Il caso Ilva, di cui molto abbiamo letto in questi giorni sui giornali, è di importanza vitale. Si tratta di tutelare il posto di lavoro di bel oltre 10000 persone, di farlo nel rispetto della città di Taranto e delle persone che vivono il quell’ambiente. Si tratta anche di tutelare il sistema economico industriale italiano. L’Italia è una grande potenza industriale che nell’acciaio dell’Ilva ha sempre potuto contare per poter lavorare e produrre. Le conseguenze di un blocco della produzione sarebbero gravissime, ci sarebbe un vero contraccolpo per l’economia dell’Italia. La chiusura dell’impianto, che da solo costituisce oltre l’1% del Pil italiano, costringerebbe i nostri industriali a rifornirsi all’estero, con tutto ciò che questo comporterebbe.
Intanto un gesto importante arriva dall’ABI, l’Associazione Bancaria Italiana, che sensibilizzerà le banche affinché via sia la massima attenzione sugli strumenti già disponibili e per individuare nuove misure per ridurre le difficoltà dei lavoratori dell’Ilva. E Intesa Sanpaolo, per supportare i dipendenti della società ex ILVA, ha deciso di dare la possibilità a coloro che tra i lavoratori del gruppo e dei fornitori sono suoi clienti, di sospendere le rate di mutui e prestiti personali per un periodo fino a 12 mesi, raccogliendo così la proposta della FABI.
Tutto questo si inserisce nel quadro che ormai da tempo è delineato e che l’Istat, nella Nota mensile di ottobre, ribadisce mostrando come gli indicatori qualitativi più recenti confermino un quadro congiunturale globale caratterizzato da incertezza, con rischi di estensione del rallentamento industriale anche al settore dei servizi.

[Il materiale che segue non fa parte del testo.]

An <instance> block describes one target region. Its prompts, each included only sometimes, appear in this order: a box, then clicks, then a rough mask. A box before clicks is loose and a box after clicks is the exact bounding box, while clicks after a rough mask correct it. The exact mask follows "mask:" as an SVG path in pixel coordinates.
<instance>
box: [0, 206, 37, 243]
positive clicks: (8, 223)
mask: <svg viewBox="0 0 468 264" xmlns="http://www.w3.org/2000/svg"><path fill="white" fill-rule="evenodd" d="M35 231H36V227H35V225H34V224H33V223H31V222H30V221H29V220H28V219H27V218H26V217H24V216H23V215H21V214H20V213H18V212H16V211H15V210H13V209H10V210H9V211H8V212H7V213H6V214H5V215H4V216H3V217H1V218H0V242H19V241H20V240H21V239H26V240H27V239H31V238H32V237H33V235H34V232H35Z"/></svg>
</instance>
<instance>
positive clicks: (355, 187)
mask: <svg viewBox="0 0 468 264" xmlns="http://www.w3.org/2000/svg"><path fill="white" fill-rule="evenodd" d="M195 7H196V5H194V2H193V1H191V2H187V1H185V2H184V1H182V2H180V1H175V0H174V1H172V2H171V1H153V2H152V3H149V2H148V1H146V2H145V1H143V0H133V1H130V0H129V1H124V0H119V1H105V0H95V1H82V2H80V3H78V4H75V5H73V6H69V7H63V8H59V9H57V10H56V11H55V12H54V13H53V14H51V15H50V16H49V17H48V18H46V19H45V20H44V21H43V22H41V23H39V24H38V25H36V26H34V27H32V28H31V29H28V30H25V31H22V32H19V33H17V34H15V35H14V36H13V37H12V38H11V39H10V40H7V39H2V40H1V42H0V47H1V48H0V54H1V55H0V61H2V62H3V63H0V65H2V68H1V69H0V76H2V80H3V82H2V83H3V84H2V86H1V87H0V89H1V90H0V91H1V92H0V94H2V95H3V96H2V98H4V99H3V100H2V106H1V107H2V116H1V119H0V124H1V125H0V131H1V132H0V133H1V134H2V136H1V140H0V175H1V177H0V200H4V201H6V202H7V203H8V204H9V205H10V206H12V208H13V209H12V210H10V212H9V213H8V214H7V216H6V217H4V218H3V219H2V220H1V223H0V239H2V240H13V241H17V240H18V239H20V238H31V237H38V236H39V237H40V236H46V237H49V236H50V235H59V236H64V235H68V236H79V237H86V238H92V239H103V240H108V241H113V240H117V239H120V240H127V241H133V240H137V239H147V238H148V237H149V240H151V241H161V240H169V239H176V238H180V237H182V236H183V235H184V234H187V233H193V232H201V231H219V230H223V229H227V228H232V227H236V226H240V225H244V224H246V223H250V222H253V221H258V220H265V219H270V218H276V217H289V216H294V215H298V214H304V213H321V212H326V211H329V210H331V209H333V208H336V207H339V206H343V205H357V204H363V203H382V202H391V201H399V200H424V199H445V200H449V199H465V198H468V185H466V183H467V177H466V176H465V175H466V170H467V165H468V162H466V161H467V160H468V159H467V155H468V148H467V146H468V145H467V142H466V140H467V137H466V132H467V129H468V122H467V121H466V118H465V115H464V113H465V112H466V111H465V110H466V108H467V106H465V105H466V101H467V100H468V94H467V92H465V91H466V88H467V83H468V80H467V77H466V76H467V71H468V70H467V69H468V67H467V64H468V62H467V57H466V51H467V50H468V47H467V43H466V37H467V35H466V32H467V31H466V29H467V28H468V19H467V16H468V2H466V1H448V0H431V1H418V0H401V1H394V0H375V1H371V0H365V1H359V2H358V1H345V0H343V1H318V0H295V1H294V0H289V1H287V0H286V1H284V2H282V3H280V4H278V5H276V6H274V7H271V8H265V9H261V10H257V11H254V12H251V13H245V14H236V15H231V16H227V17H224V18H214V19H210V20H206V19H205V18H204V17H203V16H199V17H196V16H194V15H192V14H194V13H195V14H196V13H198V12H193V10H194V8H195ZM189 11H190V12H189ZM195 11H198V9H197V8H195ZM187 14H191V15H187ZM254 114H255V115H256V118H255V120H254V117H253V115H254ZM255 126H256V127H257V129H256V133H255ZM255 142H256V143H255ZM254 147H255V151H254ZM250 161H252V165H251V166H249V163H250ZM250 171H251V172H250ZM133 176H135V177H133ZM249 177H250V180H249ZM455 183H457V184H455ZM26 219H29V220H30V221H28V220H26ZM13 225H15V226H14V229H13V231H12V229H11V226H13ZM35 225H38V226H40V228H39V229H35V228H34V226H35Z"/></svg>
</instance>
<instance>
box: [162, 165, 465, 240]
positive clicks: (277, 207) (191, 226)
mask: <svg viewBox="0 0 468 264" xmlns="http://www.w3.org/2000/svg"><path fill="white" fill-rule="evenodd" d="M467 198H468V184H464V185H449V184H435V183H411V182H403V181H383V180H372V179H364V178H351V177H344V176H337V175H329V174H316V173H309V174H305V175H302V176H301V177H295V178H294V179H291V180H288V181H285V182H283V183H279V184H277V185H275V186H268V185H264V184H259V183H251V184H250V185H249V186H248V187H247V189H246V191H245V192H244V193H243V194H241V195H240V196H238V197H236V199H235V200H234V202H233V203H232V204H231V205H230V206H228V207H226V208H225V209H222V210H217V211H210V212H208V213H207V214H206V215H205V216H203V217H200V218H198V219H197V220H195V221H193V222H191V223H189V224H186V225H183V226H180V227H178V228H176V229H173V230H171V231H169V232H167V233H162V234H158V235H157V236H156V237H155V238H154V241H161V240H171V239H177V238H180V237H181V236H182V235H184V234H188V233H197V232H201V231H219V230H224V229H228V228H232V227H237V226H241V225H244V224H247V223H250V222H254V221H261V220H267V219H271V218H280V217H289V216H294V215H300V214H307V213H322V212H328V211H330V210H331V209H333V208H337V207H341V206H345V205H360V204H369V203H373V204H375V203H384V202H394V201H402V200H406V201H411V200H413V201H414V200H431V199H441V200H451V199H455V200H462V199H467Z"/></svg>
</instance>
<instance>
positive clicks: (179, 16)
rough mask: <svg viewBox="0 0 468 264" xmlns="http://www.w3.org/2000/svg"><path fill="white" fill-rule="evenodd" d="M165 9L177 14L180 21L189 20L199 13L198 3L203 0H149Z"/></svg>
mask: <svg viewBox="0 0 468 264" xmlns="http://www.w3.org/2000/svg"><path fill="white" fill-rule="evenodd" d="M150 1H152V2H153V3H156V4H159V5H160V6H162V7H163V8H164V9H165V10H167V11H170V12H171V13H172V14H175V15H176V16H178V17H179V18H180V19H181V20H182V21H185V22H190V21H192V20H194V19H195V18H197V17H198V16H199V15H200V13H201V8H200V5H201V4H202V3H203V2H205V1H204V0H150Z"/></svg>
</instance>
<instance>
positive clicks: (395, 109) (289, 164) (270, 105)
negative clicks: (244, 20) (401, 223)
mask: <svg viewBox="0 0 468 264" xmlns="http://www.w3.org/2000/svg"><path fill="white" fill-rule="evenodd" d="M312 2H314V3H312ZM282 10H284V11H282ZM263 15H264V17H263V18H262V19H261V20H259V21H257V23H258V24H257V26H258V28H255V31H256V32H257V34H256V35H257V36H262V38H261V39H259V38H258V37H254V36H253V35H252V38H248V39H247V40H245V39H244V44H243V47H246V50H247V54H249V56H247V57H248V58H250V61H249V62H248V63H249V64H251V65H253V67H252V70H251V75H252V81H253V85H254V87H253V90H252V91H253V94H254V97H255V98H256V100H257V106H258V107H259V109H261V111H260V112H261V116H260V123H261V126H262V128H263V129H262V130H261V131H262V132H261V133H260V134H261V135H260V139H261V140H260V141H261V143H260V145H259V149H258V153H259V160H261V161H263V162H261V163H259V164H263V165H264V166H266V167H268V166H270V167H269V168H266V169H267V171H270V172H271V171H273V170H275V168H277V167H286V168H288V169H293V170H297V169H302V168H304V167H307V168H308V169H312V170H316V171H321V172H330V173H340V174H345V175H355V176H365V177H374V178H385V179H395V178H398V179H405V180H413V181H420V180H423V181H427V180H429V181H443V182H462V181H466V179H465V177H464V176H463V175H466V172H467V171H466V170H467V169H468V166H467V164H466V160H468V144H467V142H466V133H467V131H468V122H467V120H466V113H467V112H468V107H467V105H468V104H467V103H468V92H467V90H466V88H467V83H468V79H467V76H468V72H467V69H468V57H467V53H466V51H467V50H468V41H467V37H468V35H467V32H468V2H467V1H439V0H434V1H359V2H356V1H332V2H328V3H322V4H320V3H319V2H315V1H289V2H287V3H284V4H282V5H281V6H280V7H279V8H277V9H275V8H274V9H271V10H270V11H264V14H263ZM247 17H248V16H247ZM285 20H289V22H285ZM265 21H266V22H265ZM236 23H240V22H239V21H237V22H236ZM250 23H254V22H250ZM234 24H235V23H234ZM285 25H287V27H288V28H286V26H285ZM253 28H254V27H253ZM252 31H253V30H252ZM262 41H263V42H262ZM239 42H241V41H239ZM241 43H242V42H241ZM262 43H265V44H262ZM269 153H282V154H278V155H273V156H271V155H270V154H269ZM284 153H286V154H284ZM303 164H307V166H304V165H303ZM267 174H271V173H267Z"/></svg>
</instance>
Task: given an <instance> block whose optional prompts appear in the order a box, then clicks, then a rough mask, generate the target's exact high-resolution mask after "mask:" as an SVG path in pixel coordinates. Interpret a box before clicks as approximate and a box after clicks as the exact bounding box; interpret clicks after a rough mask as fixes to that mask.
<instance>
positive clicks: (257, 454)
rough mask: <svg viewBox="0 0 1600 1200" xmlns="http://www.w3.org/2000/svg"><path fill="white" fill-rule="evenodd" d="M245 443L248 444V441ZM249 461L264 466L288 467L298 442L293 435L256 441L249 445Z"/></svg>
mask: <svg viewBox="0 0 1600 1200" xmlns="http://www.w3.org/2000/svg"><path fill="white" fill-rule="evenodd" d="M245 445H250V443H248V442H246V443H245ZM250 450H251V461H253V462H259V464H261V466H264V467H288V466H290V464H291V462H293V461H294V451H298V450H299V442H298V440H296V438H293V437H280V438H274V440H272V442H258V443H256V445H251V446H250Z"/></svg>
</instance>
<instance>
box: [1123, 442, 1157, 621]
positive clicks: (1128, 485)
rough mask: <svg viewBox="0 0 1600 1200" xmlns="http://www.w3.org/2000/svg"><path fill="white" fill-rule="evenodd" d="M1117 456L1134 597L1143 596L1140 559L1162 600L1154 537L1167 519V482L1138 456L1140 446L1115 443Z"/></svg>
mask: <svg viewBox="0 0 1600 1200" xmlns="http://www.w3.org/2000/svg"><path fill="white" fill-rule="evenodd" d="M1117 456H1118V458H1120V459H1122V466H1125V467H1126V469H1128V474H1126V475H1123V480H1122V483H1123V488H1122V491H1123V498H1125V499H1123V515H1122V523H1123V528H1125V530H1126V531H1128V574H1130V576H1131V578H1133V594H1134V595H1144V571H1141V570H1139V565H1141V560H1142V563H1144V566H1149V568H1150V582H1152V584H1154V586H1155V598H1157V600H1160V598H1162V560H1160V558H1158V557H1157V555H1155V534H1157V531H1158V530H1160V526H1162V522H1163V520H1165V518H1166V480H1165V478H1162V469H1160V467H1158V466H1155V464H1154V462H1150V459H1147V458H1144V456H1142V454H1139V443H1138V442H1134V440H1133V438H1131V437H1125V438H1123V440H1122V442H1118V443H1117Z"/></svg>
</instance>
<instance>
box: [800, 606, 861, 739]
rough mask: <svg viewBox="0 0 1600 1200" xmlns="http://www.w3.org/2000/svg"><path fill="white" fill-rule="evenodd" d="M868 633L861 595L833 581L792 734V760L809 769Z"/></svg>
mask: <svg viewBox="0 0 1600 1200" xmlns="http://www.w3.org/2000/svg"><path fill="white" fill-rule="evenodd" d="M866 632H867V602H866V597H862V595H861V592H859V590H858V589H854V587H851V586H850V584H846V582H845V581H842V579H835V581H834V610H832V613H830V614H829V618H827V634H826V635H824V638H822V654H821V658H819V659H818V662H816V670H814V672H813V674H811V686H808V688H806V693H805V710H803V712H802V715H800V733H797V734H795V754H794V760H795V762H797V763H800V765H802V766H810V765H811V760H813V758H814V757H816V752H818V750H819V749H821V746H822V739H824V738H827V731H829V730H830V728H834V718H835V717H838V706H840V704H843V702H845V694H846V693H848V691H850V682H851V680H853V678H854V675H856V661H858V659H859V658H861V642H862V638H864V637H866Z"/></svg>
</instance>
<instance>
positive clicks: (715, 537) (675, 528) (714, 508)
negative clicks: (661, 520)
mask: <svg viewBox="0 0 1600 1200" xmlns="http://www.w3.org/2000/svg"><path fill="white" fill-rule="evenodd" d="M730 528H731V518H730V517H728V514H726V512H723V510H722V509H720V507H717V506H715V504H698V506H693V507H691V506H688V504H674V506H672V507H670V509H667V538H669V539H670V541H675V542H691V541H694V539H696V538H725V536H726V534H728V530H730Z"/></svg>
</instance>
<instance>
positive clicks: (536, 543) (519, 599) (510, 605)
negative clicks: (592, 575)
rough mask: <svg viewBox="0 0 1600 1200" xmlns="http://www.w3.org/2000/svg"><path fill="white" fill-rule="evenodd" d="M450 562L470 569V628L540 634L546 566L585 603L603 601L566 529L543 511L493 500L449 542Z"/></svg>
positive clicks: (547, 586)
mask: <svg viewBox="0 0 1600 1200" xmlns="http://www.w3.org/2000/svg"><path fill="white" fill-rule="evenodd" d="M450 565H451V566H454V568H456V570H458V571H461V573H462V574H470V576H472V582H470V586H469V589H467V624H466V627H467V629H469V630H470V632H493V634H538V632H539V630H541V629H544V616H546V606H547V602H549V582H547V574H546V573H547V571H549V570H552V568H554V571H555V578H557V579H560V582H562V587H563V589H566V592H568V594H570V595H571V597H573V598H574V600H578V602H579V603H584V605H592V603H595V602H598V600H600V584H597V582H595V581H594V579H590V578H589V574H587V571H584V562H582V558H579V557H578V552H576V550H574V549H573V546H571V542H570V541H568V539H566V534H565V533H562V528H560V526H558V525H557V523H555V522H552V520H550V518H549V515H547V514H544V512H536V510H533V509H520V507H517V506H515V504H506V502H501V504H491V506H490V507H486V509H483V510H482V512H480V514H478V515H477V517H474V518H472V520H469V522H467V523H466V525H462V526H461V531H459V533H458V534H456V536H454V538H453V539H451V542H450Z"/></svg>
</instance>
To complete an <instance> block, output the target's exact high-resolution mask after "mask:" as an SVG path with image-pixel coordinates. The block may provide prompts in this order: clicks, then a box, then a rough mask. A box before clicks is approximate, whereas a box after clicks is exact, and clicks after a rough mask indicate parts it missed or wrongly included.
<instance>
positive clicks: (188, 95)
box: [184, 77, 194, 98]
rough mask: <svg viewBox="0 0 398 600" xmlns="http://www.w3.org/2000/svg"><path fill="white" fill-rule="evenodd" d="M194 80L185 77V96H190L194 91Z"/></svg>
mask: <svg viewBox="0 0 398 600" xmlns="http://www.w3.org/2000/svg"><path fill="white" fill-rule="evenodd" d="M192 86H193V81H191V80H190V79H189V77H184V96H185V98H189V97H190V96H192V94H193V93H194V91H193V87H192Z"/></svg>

In Italia è proseguita, scrive l’Istituto di statistica, la fase di crescita lieve dei livelli complessivi di attività economica. Secondo la stima preliminare, il Pil nel terzo trimestre è aumentato dello 0,1% congiunturale, confermando la dinamica dei tre trimestri precedenti.
Se l’economia del Vecchio continente sembra avviarsi verso un periodo di crescita più contenuta, per quanto riguarda l’Italia, scrive la Commissione Europea nelle sue Previsioni economiche di autunno, l’economia italiana si è bloccata all'inizio del 2018 e non mostra ancora segni di una ripresa significativa. Nel 2020, la crescita è destinata a riprendersi modestamente a seguito della crescente domanda esterna e della moderata spesa delle famiglie, sebbene quest'ultima sarà parzialmente frenata da un indebolimento del mercato del lavoro.
Il presidente di Confcommercio Sangalli, in un suo editoriale di domenica su Il Gazzettino, parla della Manovra economica, cui riconosce il merito di aver disinnescato l’aumento Iva per quest’anno, e approfondisce sulle questioni fiscali: “Crediamo che la priorità resti una riforma complessiva delle aliquote Irpef a vantaggio di tutti”. Termina il suo intervento sul giornale invitando il Ministro dell’Economia ad agire per tempo, nelle sfide impegnative che attendono l’Italia, per il bene del Paese.